Concebida como una especie de autobiografía precoz convertida en relato iniciático, la novela se desarrolla alrededor de la atípica infancia de la autora –quien nació con un defecto visual que resultó menos trágico que revelador–, para reflexionar, desde un torrente lingüístico de alta precisión –similar a un escalpelo monológico, más que confesional–, sobre los componentes absurdos de una sociedad –y una ciudad– monstruosa, que devora las irregularidades hasta provocar escozor en el propio cuerpo. Situada en los años setenta y ochenta –en Latinoamérica, las décadas de las dictaduras, los exilios y los afanes progresistas–, entre la abundancia de los matrimonios abiertos, las escuelas activas y las comunas hippies, la narradora descuella con una voz salpicada de humor negro, que interpreta la realidad desde sus vertientes más crudas y periféricas. De este modo, no se limita a exponer una historia de iniciación y aprendizaje, sino que plantea la construcción de una mirada literaria particular, ajena a las estridencias y la pirotecnia verbal, cuya sabiduría vital radica, en las palabras de Nettel, en la habilidad para manifestar “una apología de la belleza insólita”.

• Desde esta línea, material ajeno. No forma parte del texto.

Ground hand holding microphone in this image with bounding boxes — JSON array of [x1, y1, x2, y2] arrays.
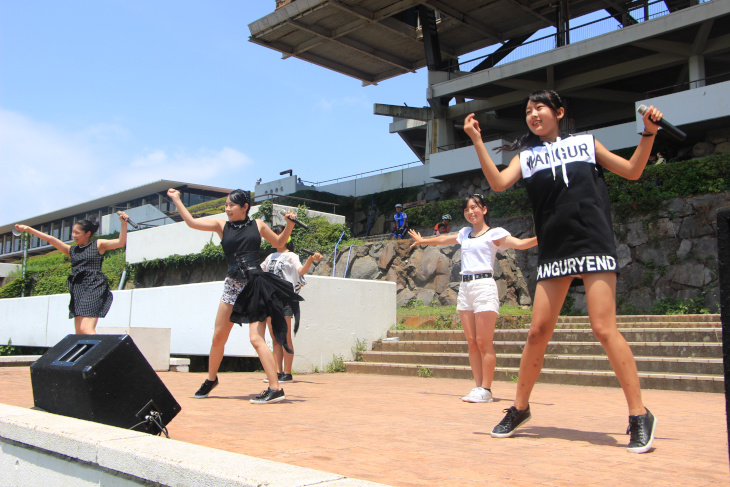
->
[[117, 210, 139, 229], [281, 211, 309, 230], [636, 105, 687, 140]]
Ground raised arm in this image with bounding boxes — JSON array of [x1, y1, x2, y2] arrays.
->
[[256, 211, 297, 249], [15, 223, 71, 257], [299, 252, 322, 276], [408, 230, 459, 248], [596, 106, 663, 180], [96, 212, 129, 255], [464, 113, 522, 191], [167, 188, 226, 238], [494, 235, 537, 250]]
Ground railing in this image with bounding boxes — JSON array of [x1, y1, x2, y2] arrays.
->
[[305, 161, 423, 187], [448, 0, 692, 73], [254, 194, 340, 215]]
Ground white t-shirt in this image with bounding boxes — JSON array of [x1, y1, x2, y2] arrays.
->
[[456, 227, 510, 275], [261, 252, 307, 293]]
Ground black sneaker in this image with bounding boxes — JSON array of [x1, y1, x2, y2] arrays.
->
[[492, 405, 532, 438], [264, 372, 286, 384], [193, 376, 218, 399], [626, 408, 656, 453], [251, 387, 286, 404]]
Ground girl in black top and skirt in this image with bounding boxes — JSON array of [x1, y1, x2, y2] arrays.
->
[[464, 91, 662, 453], [15, 212, 128, 335], [167, 189, 301, 404]]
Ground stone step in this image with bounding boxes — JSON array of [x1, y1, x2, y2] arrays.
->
[[345, 362, 725, 393], [558, 314, 720, 323], [388, 327, 722, 343], [373, 340, 722, 358], [362, 352, 723, 375]]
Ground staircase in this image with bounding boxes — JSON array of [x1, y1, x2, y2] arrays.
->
[[345, 314, 724, 392]]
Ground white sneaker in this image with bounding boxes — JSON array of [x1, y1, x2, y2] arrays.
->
[[461, 387, 494, 402]]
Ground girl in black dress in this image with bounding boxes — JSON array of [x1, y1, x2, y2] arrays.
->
[[464, 91, 662, 453], [15, 212, 128, 335], [167, 189, 296, 404]]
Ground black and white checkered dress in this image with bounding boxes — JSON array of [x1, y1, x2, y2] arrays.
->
[[67, 241, 114, 318]]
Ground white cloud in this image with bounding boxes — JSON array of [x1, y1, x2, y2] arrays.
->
[[0, 109, 252, 224]]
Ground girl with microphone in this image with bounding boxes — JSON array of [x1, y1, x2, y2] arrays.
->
[[464, 90, 662, 453], [261, 225, 322, 382], [408, 194, 537, 402], [15, 212, 129, 335], [167, 188, 301, 404]]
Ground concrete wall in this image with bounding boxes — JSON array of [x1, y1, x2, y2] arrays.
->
[[317, 165, 438, 196], [636, 81, 730, 133], [0, 276, 396, 372], [0, 404, 381, 487], [125, 205, 345, 264], [99, 205, 174, 235]]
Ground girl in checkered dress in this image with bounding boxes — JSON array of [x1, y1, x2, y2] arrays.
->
[[15, 212, 129, 335], [408, 194, 537, 402]]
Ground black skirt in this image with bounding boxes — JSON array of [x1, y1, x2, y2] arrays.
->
[[231, 267, 304, 353]]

Con una estética semejante –pero un trasfondo formal empapado en factores fantásticos–, Los ingrávidos, de Valeria Luiselli (Ciudad de México, 1983), centra su discurso –también inquietante y libre de imposturas retóricas– en la elasticidad del tiempo, el espacio y la personalidad. Una editora residente en Nueva York –transformada, después, en madre y ama de casa– y un fantasmagórico Gilberto Owen –refigurado, antes, en un poeta que asiste al ocaso de sus deseos, en el Harlem de los años veinte– unen sus voces para sondear, a través de vértebras fragmentarias –apenas un nudo de breves y afiladísimos vocablos– en los temas que han preocupado al arte desde sus orígenes: la vida, la muerte y el amor, iluminados a trompicones por la consciencia de la finitud humana y la incertidumbre de la locura, que parece penetrar a quienes se explican el mundo y sus incongruencias a través de la ficción.

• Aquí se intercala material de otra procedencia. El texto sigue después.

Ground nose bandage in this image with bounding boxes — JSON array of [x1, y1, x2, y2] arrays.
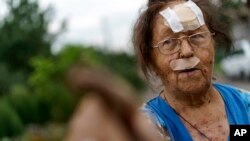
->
[[170, 57, 200, 71], [160, 0, 205, 33]]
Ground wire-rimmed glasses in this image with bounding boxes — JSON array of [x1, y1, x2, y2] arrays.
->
[[153, 31, 215, 55]]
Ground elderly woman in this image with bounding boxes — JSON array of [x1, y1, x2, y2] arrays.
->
[[133, 0, 250, 141]]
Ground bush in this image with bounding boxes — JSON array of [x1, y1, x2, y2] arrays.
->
[[0, 99, 24, 138], [6, 85, 39, 124]]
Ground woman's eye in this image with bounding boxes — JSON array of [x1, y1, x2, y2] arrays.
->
[[163, 39, 173, 45], [191, 34, 204, 39]]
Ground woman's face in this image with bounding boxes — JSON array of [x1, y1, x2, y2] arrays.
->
[[152, 6, 214, 94]]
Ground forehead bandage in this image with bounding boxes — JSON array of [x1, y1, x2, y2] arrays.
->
[[160, 0, 205, 33], [170, 57, 200, 71]]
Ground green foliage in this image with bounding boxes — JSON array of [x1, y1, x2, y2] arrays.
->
[[0, 0, 54, 72], [6, 85, 41, 124], [0, 64, 25, 95], [28, 51, 78, 123], [0, 98, 23, 138]]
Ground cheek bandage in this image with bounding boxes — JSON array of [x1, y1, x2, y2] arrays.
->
[[170, 57, 200, 71], [160, 0, 205, 33]]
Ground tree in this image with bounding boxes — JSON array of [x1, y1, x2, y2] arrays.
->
[[0, 0, 54, 73]]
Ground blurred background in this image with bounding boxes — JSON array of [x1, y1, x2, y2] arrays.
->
[[0, 0, 250, 141]]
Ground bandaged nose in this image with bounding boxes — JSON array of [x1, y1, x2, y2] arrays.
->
[[170, 57, 200, 71]]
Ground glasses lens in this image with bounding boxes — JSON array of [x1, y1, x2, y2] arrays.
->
[[159, 38, 179, 54], [189, 32, 211, 47]]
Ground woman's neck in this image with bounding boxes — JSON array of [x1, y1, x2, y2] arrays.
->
[[162, 86, 216, 110]]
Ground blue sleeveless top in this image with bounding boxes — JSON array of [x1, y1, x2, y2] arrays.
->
[[144, 83, 250, 141]]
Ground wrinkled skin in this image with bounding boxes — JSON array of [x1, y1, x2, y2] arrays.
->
[[149, 1, 229, 141], [152, 16, 214, 100]]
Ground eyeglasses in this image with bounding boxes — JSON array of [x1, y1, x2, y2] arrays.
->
[[153, 31, 215, 55]]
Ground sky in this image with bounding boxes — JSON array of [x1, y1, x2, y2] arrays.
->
[[39, 0, 147, 52], [0, 0, 147, 53]]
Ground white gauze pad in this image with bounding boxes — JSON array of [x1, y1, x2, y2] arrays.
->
[[170, 57, 200, 71], [160, 0, 205, 33]]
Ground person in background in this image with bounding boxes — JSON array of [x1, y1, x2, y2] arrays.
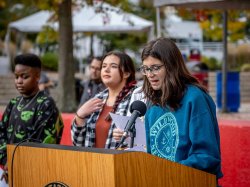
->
[[140, 38, 223, 178], [39, 71, 54, 95], [0, 54, 64, 183], [79, 57, 105, 106], [71, 51, 136, 149]]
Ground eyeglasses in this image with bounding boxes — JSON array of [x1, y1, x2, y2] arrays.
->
[[140, 65, 164, 75]]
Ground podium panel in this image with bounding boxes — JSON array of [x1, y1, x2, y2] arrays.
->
[[7, 143, 216, 187]]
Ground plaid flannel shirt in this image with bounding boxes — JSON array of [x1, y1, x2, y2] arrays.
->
[[71, 87, 136, 149]]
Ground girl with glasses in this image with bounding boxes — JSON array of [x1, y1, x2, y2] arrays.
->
[[140, 38, 222, 178]]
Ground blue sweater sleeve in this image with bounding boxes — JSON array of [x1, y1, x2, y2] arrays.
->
[[180, 112, 222, 178]]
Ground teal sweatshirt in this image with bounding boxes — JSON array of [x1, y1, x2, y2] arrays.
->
[[145, 86, 223, 178]]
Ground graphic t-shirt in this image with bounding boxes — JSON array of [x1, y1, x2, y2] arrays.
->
[[145, 86, 222, 178], [0, 91, 63, 165]]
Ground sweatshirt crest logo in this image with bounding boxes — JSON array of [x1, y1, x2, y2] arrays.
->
[[150, 112, 179, 161]]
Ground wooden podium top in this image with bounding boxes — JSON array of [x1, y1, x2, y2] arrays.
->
[[7, 143, 216, 187]]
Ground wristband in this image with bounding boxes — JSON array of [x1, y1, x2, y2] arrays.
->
[[76, 112, 85, 119]]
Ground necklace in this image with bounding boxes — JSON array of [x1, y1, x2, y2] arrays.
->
[[17, 91, 40, 111]]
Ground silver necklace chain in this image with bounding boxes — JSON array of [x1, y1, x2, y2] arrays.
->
[[17, 91, 40, 111]]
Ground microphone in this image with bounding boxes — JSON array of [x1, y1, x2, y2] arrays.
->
[[116, 100, 147, 148]]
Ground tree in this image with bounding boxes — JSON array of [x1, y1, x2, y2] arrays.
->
[[0, 0, 76, 112], [178, 9, 249, 42], [58, 0, 76, 112]]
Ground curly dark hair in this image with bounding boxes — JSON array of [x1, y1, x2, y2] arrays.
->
[[141, 37, 207, 110]]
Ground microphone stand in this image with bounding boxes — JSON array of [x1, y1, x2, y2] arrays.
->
[[129, 124, 136, 148]]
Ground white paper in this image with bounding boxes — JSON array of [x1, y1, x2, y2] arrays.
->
[[110, 113, 146, 147]]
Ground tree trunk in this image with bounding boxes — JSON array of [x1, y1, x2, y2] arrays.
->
[[58, 0, 76, 112]]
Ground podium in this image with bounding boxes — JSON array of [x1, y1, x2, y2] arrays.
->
[[7, 142, 216, 187]]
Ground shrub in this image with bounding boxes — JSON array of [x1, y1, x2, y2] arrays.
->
[[41, 52, 58, 71]]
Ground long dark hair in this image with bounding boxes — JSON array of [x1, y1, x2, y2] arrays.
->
[[141, 37, 207, 110], [102, 51, 136, 120]]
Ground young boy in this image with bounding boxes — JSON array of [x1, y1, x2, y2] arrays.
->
[[0, 54, 63, 183]]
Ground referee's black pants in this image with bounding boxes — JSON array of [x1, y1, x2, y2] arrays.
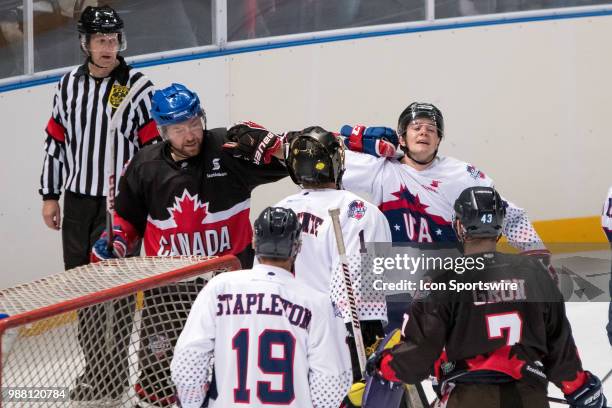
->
[[62, 191, 136, 399]]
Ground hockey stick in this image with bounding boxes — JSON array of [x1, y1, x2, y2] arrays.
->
[[105, 75, 149, 253], [329, 208, 366, 375], [328, 208, 429, 408]]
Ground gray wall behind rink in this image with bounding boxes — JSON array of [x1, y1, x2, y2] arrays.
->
[[0, 16, 612, 287]]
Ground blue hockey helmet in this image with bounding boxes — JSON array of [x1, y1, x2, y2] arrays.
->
[[151, 83, 206, 127], [453, 187, 507, 238]]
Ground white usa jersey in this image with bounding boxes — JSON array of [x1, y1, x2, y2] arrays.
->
[[601, 187, 612, 243], [342, 151, 545, 251], [276, 188, 391, 321], [171, 264, 352, 408]]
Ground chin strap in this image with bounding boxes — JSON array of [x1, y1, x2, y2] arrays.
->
[[400, 146, 438, 166]]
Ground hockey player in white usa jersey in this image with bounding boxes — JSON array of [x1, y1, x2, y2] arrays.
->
[[276, 126, 391, 380], [171, 207, 351, 408]]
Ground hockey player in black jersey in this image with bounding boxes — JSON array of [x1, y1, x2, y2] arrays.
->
[[368, 187, 606, 408], [92, 84, 287, 407]]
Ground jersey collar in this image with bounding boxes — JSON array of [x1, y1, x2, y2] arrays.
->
[[74, 55, 130, 84]]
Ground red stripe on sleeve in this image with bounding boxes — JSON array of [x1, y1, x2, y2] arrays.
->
[[138, 120, 159, 146], [45, 117, 66, 143]]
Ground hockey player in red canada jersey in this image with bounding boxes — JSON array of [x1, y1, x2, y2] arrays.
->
[[601, 186, 612, 346], [92, 84, 287, 406], [276, 126, 391, 380], [172, 207, 351, 408], [368, 187, 606, 408]]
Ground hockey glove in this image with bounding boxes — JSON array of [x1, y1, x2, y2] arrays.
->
[[340, 381, 365, 408], [524, 249, 559, 286], [340, 125, 399, 157], [223, 122, 282, 165], [91, 225, 128, 262], [565, 371, 607, 408]]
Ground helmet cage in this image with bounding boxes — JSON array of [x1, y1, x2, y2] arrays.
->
[[397, 102, 444, 138]]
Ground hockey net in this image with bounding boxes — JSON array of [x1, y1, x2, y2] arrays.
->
[[0, 256, 240, 407]]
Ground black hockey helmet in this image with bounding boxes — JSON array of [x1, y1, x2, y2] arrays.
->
[[455, 187, 507, 238], [397, 102, 444, 138], [254, 207, 301, 259], [285, 126, 344, 187], [77, 6, 123, 34], [77, 6, 127, 55]]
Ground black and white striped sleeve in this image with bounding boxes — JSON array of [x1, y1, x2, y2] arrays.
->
[[124, 72, 161, 148], [39, 82, 66, 200]]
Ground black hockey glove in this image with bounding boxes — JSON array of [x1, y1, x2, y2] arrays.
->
[[524, 249, 559, 286], [223, 122, 282, 165], [565, 371, 607, 408]]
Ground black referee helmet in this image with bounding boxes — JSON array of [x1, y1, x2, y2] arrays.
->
[[254, 207, 301, 259]]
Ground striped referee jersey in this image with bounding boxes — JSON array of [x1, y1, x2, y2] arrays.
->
[[39, 57, 161, 199]]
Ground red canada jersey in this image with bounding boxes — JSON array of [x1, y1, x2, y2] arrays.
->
[[115, 128, 287, 267]]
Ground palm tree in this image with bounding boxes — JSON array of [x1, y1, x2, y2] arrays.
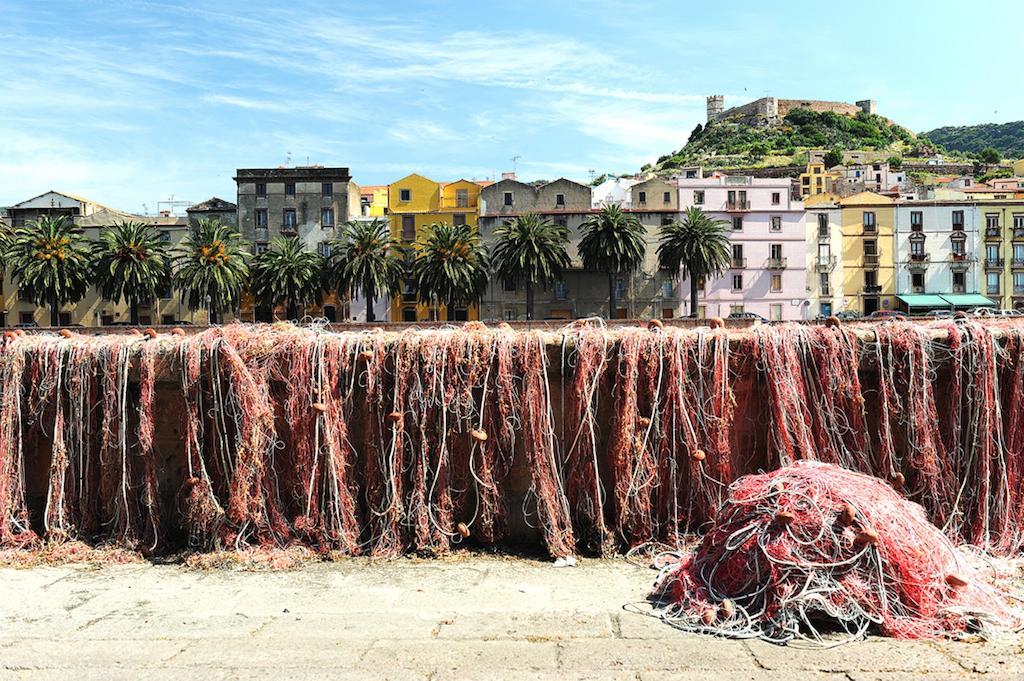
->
[[250, 237, 324, 320], [174, 218, 249, 324], [657, 206, 732, 317], [7, 215, 89, 327], [327, 219, 406, 323], [577, 205, 647, 320], [413, 222, 487, 322], [92, 222, 171, 324], [490, 213, 569, 320]]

Provista de una consistencia impropia de las primeras novelas –que sólo en contados casos escapan de la apasionada nebulosa de su lenguaje–, esta estudiante de doctorado exhibe, entre párrafos delirantes y líneas cercanas al epigrama, una colisión de personajes indefinidos, cuyo anonimato ahonda en la incapacidad de forjar una existencia lineal, pues ésta se encuentra permanentemente atacada por la memoria, la fantasía y los universos alternos, desde el metro neoyorkino hasta la literatura –sea como creador o como lector; como traductor legítimo o apócrifo–. Así, la propuesta inicial –“una novela horizontal, contada verticalmente: una novela que se tiene que escribir desde afuera para leerse desde adentro”, repetida como una letanía, a veces alegre y otras cruel– se subvierte hasta alcanzar, también, la subyugante belleza de lo inútil: de la libertad de asumir la narrativa sin imposiciones de identidad o de exaltaciones falsas.


Valeria Luiselli (2011), Los ingrávidos, Sexto Piso (col. Narrativa), España.
Guadalupe Nettel (2011), El cuerpo en que nací, Anagrama (col. Narrativas Hispánicas), México.


* Texto originalmente publicado en la página cultural de El Espectador, correspondiente a febrero de 2012.